Researchers have found that historically disadvantaged communities, particularly communities of color and low-income populations, tend to live in neighborhoods with higher temperatures relative to adjacent areas within the same city. These intra-urban hotspots are often characterized by landscapes with more heat-absorbing buildings and pavement and fewer cooling green spaces.

Note: Figure maps median household income (left) besides mean temperatures (center) in three US cities. We also show the negative correlation between temperature and income in a scatter plot (right). Data on median income are from the American Community Survey 2010 5-year estimates. Mean temperature data come from MODIS’s land surface temperature product from August 2010.

In the United States, studies have identified historic “redlining”— the discriminatory practice of refusing residents of marginalized neighborhoods home loans or insurance based on a racially motivated perception of investment security—as one factor contributing to the disproportionate burden of heat islands. For example, one study found that across more than 100 US cities, land surface temperatures in previously redlined areas are approximately 2.6°C warmer than in non-redlined areas within the same city. This difference can, in part, be explained by formerly redlined areas having significantly less tree cover than other urban areas.
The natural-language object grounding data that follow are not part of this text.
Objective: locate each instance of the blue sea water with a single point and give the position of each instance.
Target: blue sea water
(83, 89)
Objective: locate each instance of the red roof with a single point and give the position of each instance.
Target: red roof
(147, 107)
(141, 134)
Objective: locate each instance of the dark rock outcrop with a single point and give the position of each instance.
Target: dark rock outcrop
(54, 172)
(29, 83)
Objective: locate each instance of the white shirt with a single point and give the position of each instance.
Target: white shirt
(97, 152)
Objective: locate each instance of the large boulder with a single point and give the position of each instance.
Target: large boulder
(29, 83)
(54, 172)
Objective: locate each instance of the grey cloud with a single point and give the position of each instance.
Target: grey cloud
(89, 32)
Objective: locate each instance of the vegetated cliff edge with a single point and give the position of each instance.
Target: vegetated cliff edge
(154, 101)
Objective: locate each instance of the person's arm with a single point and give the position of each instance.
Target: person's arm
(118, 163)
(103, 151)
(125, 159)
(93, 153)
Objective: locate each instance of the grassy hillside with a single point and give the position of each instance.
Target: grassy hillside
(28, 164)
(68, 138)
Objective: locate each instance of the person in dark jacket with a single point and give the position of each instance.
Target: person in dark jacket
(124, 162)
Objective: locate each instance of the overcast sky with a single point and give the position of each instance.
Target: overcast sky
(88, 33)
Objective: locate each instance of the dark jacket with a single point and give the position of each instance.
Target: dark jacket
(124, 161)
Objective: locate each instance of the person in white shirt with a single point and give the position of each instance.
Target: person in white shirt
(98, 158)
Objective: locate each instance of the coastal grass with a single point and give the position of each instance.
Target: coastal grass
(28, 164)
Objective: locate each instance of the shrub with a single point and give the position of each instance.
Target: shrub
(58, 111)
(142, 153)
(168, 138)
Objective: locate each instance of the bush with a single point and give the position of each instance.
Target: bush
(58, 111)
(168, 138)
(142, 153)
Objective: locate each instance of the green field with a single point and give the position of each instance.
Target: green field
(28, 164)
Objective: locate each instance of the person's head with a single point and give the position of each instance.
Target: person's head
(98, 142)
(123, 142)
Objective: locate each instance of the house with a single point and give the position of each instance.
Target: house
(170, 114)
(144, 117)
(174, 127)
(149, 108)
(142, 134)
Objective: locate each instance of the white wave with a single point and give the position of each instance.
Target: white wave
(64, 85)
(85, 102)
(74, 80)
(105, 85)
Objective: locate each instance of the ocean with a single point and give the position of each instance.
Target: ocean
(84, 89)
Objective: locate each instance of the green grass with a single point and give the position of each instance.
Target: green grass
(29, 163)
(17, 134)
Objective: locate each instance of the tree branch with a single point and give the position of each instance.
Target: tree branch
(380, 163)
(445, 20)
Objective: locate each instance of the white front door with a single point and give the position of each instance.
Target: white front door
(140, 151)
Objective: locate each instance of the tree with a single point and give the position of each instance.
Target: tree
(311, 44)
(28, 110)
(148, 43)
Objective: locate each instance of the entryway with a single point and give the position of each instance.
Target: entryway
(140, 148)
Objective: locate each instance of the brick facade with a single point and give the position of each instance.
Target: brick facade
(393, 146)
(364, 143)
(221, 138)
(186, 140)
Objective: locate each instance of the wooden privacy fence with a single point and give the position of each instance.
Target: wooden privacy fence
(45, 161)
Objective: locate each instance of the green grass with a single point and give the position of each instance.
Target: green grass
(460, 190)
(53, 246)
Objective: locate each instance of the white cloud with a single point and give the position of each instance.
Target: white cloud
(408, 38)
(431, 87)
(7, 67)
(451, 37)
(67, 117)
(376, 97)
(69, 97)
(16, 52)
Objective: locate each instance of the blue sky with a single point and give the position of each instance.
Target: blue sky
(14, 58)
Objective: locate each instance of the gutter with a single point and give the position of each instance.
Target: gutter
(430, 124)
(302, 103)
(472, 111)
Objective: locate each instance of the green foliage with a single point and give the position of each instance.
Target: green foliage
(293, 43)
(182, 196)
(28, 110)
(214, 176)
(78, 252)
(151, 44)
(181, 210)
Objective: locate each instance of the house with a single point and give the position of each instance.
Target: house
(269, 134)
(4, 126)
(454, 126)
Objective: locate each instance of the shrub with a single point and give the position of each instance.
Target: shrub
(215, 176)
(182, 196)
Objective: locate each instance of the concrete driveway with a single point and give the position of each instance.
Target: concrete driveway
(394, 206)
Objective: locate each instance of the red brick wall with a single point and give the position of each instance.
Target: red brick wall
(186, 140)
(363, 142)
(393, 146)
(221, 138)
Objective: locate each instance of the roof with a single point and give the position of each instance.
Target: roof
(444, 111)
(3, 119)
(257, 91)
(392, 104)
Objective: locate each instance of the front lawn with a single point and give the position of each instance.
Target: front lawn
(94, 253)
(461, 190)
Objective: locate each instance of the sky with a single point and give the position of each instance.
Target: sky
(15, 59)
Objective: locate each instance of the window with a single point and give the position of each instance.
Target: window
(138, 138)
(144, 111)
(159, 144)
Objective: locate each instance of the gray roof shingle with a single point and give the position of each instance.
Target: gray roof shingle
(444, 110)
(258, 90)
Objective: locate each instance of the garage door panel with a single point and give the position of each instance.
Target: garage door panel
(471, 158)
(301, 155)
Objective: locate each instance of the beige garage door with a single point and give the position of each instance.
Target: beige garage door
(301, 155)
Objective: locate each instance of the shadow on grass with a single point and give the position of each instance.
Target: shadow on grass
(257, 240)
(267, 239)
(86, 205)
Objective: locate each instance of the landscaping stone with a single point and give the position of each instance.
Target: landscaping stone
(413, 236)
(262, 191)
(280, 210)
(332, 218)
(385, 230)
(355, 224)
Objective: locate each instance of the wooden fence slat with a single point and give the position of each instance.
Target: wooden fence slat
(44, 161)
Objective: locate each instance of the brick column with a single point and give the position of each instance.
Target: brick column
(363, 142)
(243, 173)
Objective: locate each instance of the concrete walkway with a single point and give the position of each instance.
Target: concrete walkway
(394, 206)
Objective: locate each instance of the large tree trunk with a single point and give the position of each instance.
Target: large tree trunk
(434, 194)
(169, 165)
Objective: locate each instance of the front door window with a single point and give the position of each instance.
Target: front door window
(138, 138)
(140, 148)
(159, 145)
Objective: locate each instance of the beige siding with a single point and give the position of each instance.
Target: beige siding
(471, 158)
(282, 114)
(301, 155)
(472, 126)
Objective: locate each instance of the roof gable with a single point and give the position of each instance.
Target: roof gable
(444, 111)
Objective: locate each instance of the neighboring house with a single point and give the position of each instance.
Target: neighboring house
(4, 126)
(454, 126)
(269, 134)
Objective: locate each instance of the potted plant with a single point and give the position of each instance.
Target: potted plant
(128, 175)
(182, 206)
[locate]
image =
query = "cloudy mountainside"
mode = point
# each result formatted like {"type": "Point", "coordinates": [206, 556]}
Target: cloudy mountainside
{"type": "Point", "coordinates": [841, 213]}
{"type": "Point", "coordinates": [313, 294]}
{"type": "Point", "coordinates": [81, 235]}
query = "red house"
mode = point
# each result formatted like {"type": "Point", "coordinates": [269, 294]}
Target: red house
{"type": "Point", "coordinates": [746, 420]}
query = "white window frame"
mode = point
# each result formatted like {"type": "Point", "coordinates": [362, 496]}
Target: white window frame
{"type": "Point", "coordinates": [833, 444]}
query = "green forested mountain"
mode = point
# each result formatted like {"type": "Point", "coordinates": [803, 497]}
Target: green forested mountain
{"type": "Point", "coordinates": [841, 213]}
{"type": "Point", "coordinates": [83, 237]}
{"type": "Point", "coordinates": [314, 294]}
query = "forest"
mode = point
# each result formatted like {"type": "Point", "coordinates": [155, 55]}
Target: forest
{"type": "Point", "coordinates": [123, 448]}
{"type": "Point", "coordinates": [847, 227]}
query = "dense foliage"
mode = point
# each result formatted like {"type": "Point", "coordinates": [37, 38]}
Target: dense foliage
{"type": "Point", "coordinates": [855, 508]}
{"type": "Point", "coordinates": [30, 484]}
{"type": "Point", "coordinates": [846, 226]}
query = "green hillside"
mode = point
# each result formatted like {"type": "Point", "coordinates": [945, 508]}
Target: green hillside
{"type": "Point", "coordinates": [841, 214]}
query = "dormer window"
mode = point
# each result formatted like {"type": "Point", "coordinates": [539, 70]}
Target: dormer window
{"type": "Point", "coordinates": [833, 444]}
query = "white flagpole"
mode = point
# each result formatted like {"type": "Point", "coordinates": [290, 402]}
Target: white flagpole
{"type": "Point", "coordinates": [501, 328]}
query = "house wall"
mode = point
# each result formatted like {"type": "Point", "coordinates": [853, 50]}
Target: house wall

The negative consequences of heat islands can also be exacerbated in historically disadvantaged neighborhoods when hotter conditions intersect with other environmental inequities and social risk factors. Pre-existing health conditions such as asthma that make people more vulnerable to extreme heat are more common among lower incomes and people of color. Moreover, low-income households often face greater difficulty protecting themselves from extreme conditions. For example, it’s estimated that about 10 percent of urban households in the US lack access to air conditioning and an even greater percentage have trouble paying their energy bills, making it harder to stay comfortable and healthy during extreme heat events.

There are several measures cities can take to reduce the heat island effect. Increasing tree cover and vegetation is one promising strategy. Trees reduce local temperatures by providing shade and increasing evapotranspiration (as trees release water into the atmosphere from their leaves, the surrounding air is cooled). Another option is to install reflective coatings on roofs and pavement that absorb less heat than traditional building materials. Cities can also implement zoning practices that vary the height of new buildings to increase airflow. Moreover, cities can reduce the amount of heat generated by human activity by investing in more energy-efficient buildings and manufacturing facilities, as well as reducing car traffic.

One consideration for decisionmakers is the cost effectiveness of different heat island mitigation measures. While cost is relatively straightforward to estimate, more research is needed to understand the efficiency of different approaches. For example, by how much do cool roofs reduce local temperatures? How does this compare to urban forestry or investments in energy efficiency?

While these remain open questions, the good news is that addressing heat islands can feasibly achieve temperature reductions within cities of several degrees Celsius. While individual localities oftentimes do not have the power to make a meaningful impact on global temperature rise driven by climate change, they do have the capability to mitigate higher temperatures caused by urban heat islands. Theoretically, mitigating urban heat islands is relatively attainable as it requires unilateral actions by individual cities to change urban design decisions. Furthermore, many heat island mitigation strategies make the urban environment healthier and more livable in other ways. Planting trees, for example, can lead to improved air quality, enhanced stormwater management, reduced noise, increased wildlife habitat, and more beautiful cities.